Artistic Responses

Scelete Unicornium Verum

Katy Cole

Throughout the Philosophers’ Table project my concern has focused mainly on animal anatomy, taxidermy and skeletons. During a visit to the Tyne and Wear museum archives I found the enormous collection of animal bones was fascinating. I find animals stripped down to their skeletons often remarkably unrecognisable as the creatures they once were.

The Platypus, gifted to the Lit and Phil in 1799 must have seemed a very peculiar creature. At first it was found difficult to believe that it was a real animal as nothing like it had been seen in this country before. (The one previous specimen was a dried skin as opposed to a whole preserved animal). This object provided the starting point for my work.

The direction of the work was also determined by my research into the discovery in the 17th century by German scientist Otto Von Guericke of a ‘unicorn’ skeleton.
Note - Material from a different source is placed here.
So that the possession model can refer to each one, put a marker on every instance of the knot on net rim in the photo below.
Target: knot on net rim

Fossilised bones were discovered in ‘Unicorn cave’ in central Germany, that Guericke thought to be those of a unicorn. Philosopher Gottfried Wilhelm Liebniz was convinced of their validity and reconstructed the fossil vertebrate in an engraving in his book ‘Protogea’. The bones were later identified as a combination of woolly rhino and mammoth, with the tusk of a Narwhal. At a time when so much of the natural world was a mystery, the notion of the bones being those of the mythical unicorn does seem almost possible, although the image of this strange creature today seems ridiculous.
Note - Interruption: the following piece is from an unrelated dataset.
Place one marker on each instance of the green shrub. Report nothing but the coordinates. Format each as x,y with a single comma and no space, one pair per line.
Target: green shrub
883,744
My drawings piece together bones from various animals to construct hybrid, fantastical specimens, which although peculiar could almost be real, a newly discovered specimen perhaps. Although we now know so much more about the species that inhabit(ed) our planet it seems entirely possible we could still be making mistakes. For example, new information surfaces regularly, changing what we think we know about extinct, prehistoric creatures and new species are still being discovered.